Before our invention it was estimated that worldwide one out of every four deaths of children under the age of five was due to a water related disease. In addition, it was estimated that on average 1.4 million children die each year from waterborne diseases. Statistics indicated that as much as one half of the world's hospitalizations were due to water related diseases, and that only approximately 60% of the world's population had access to improved sanitation and clean water. It was also estimated that nearly one billion people were suffering needlessly and were without access to safe water. Furthermore, it was well documented that in many places in the world clean, safe drinking water is scarce or nonexistent all together.
According to WATER.ORG, the WORLD HEALTH ORGANIZATION, and others, more people in the world own a cell phone than have access to a toilet, which raises public health sanitation concerns. Furthermore, as cities and slums are expected to grow, the prediction is that the increasing rates of poor situation and hygiene are only going to get worse. Sanitation is a root cause of contaminated water sources and waterborne diseases. It is estimated that everyday the lack of access to clean water kills thousands of people. Even worse those people who don't die of their waterborne disease are often left with a reduced quality of life.
To get a better understanding of just how serious the problem of waterborne illness and a lack of safe clean drinking water really is, below is a partial list of some of the waterborne pathogens commonly found in unsanitary water environments. This list includes viral agents such as hepatitis A, and the noroviruse; parasitic agents such as giardia lamblia, cryptosporidium, and cyclosporiasis; and bacterial agents such as escherichia coli (e. coli), salmonella, campylobacter, shingella, and vibrio cholerae. 
Though commonly found in unsanitary water conditions these and other pathogens can outbreak anytime and are often abundant at times of natural disaster and states of emergency, where a population of people are unprepared, and sanitation becomes a concern, such as during earthquakes, tsunamis, floods, tornadoes, and other types of disasters.

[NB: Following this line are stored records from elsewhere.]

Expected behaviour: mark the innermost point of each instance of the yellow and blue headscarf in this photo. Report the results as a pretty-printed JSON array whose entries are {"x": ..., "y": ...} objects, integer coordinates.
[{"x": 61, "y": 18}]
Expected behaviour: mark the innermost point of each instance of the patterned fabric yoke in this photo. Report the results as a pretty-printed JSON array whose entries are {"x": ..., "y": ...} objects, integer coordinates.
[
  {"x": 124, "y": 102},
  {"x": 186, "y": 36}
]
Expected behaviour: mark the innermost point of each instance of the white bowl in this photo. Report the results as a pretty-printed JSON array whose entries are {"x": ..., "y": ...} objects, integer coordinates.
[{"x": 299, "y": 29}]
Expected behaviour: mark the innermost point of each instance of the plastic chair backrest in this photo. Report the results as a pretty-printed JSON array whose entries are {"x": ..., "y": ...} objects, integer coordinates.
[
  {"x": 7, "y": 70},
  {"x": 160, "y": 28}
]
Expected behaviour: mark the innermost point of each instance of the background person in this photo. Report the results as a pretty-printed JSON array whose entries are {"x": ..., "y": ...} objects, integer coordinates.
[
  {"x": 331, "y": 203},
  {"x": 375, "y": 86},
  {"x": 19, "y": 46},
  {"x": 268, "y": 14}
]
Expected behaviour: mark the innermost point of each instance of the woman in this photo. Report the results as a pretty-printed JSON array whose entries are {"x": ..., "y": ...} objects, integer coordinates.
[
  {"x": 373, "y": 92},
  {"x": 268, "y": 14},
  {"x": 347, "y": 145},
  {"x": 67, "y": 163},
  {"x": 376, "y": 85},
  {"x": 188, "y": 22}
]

To this end, a shortcoming of current water treatment equipment can be that they only rely on membrane type filters to remove particulates and process unsanitary water sources. These types of system do not actively kill the microorganisms (viral, parasitic, and bacterial agents), which are often present in the unsanitary water. Instead, these treatment systems try to capture microorganisms in the filter membrane. This method often fails as many microorganisms are too small to be trapped in filter membranes. As such, often the pathogens simply pass through the filter membrane and remain in the processed water where they can cause illness.
Shortcomings of other treatment equipment can be that they add chemicals to try to treat the unsanitary water. This often results in discolored water or treated water with a chemical composition and odor. Furthermore, often the treated water then needs to be filtered again to try to remove the added chemicals, before the water can be used. Often when the chemical supply runs out they are not replaced and as a result the treatment equipment is often rendered ineffective.
Another shortcoming of existing water treatment systems can be cost, size, and complexity. It is just impractical to think that a high cost water treatment system, a water treatment system that is too big and not portable, or a water treatment system that involves a high level of complexity can be reliably deployed into developing countries or places of sudden disaster or state of emergency and be effective.
For these reasons and shortcomings as well as other reasons and shortcomings there is a long felt need that gives rise to the present invention.